"Ai giovani recito Testori I classici sfidano internet"

L'attore in scena al Parenti ne «Il dio di Roserio» «I grandi autori del '900, un tesoro da riscoprire»

"Ai giovani recito Testori I classici sfidano internet"

«I testi di Gadda, Pasolini e Testori che porto in teatro per me sono un'officina sempre aperta. Si tratta di autori fondamentali del '900 italiano: non lo dico io, è opinione condivisa».

Fabrizio Gifuni, ci parli de "Il dio di Roserio" di Giovanni Testori, che farà al Parenti dal 3 al 6 maggio. Un amore recente?

«Sì, l'ho letto pubblicamente per il premio Testori, a fine 2015. È un racconto lungo (o romanzo breve) che uscì nel 1954 nei Gettoni curati da Vittorini per Einaudi. Metto in scena uno studio sul primo capitolo. Quelle pagine, che nella prima edizione avevano una certa incoscienza, tanto da suscitare le critiche di Calvino, furono ripulite nell'edizione successiva. Il capitolo, quello originario, mi ha acceso di passione teatrale, impossibile resistergli».

Ci rammenta la storia, a grandi linee?

«Il racconto è imperniato sul ciclista Dante Pessina che fa cadere il gregario Sergio Consonni: aveva osato ribellarsi, cercando di superarlo senza rispettarne l'autorità. Il gregario rimane menomato nell'intelletto e il rimorso accompagnerà per sempre il campione. Sullo sfondo, la periferia di Milano, di cui Roserio è un lembo, come Novate, patria di Testori. L'esordio narrativo dello scrittore che diventerà un gigante della letteratura, artista, drammaturgo, polemista senza pari - con Pasolini scuoteva le coscienze dalle colonne del Corriere della Sera - ha dentro gli elementi cari all'autore: popolo, colpa, riscatto, degrado morale».

Ma non è stato scritto per il teatro. Difficoltà?

«Trovo che quel capitolo sia molto vicino all'ultimo Testori teatrale, quello di Exit. E anche se non è stato pensato per il teatro, ha grande forza scenica. Il teatro è in grado di attivare un campo magnetico tra l'attore e gli spettatori. Anche gli spettatori fanno lo spettacolo, diverso ogni sera non soltanto per le variazioni di recitazione.

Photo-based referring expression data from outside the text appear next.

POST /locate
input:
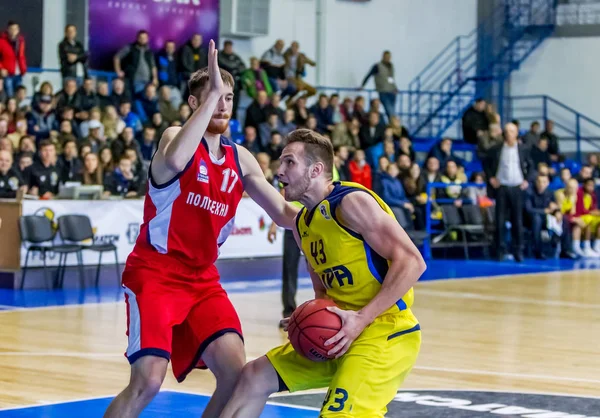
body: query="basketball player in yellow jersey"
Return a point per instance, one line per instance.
(361, 259)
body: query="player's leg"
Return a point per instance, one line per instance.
(258, 381)
(373, 369)
(147, 375)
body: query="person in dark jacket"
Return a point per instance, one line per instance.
(72, 55)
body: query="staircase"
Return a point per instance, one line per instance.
(477, 65)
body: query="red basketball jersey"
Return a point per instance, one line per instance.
(192, 215)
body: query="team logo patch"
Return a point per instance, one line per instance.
(202, 172)
(323, 211)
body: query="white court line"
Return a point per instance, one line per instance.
(507, 299)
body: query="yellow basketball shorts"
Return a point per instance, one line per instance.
(364, 380)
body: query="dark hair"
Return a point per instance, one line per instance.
(199, 79)
(317, 148)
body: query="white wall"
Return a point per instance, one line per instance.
(353, 35)
(566, 69)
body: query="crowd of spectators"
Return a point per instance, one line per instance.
(100, 134)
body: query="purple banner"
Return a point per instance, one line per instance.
(114, 24)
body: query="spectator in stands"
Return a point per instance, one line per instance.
(148, 143)
(553, 147)
(72, 55)
(531, 138)
(70, 166)
(167, 71)
(92, 172)
(347, 134)
(255, 79)
(324, 114)
(135, 63)
(104, 99)
(288, 124)
(538, 204)
(266, 128)
(475, 122)
(12, 55)
(41, 122)
(295, 71)
(10, 178)
(131, 119)
(192, 58)
(273, 63)
(119, 94)
(166, 107)
(586, 208)
(45, 175)
(256, 112)
(251, 142)
(385, 83)
(392, 190)
(372, 133)
(147, 103)
(230, 61)
(301, 112)
(507, 171)
(275, 146)
(360, 170)
(122, 182)
(106, 159)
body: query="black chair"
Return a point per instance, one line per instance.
(78, 228)
(37, 231)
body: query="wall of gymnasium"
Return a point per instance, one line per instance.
(566, 69)
(347, 38)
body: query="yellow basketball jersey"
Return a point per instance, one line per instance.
(350, 270)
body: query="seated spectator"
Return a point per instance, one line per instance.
(147, 103)
(392, 190)
(256, 113)
(45, 175)
(122, 182)
(92, 171)
(106, 159)
(340, 159)
(586, 208)
(10, 178)
(166, 108)
(69, 164)
(113, 124)
(324, 114)
(275, 146)
(41, 123)
(255, 80)
(288, 124)
(360, 170)
(266, 128)
(371, 133)
(251, 142)
(346, 134)
(131, 119)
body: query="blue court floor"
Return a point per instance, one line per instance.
(166, 404)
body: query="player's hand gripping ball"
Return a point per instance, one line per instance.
(310, 326)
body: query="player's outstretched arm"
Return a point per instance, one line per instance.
(178, 145)
(263, 193)
(361, 213)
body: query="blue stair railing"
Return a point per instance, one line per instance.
(471, 64)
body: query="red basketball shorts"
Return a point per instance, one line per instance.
(174, 311)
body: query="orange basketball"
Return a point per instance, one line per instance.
(310, 326)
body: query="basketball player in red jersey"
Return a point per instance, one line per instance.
(176, 307)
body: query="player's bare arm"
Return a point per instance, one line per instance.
(263, 193)
(178, 144)
(361, 213)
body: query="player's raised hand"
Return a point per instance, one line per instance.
(352, 326)
(214, 74)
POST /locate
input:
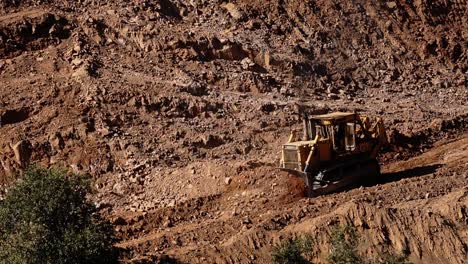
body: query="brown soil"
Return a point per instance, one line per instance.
(178, 110)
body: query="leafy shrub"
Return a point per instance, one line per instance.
(394, 259)
(344, 242)
(291, 251)
(46, 218)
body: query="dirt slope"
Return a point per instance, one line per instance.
(178, 108)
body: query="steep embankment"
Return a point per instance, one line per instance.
(178, 108)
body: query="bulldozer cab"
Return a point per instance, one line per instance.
(338, 127)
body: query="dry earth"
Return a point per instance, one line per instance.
(178, 109)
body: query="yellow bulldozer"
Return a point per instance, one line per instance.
(336, 151)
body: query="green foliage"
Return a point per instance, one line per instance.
(394, 259)
(292, 251)
(46, 218)
(344, 242)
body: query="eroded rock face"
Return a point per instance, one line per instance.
(178, 110)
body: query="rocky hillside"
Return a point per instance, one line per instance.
(171, 105)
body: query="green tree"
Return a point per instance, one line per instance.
(344, 242)
(46, 218)
(291, 251)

I corpi del pubblico, in risonanza con l'attore, cambiano la temperatura del rito teatrale».

La magia riesce spesso? Lei, Gifuni, alle prese con Gadda e Pasolini, trasmette anche respiro e sudori.

«Quando riusciamo a farci ascoltare dal palcoscenico, il teatro ha forza dirompente. È un'esperienza unica e viva, in controtendenza con un mondo dominato dal grande fratello Internet. E arriva ai giovani che magari, anzi certamente, hanno affrontato male a scuola autori come Testori. Nomi trascurati o, peggio, diventati obbligo di lettura, che perdono la loro attrattiva. Non dimenticherò mai i giorni di lancinante tristezza quando, ormai ex studente, scoprii la grandezza dei 'Promessi sposi' digeriti a stento tra i banchi».

Il teatro funziona come prova d'appello per grandi testi?

«Anche.

Queste pagine sono necessarie per la nostra identità linguistica e di italiani. Ho riscoperto anche Primo Levi, ma per ora non farò uno spettacolo da suoi romanzi. L'officina Gadda, Pasolini e Testori mi darà ancora da lavorare».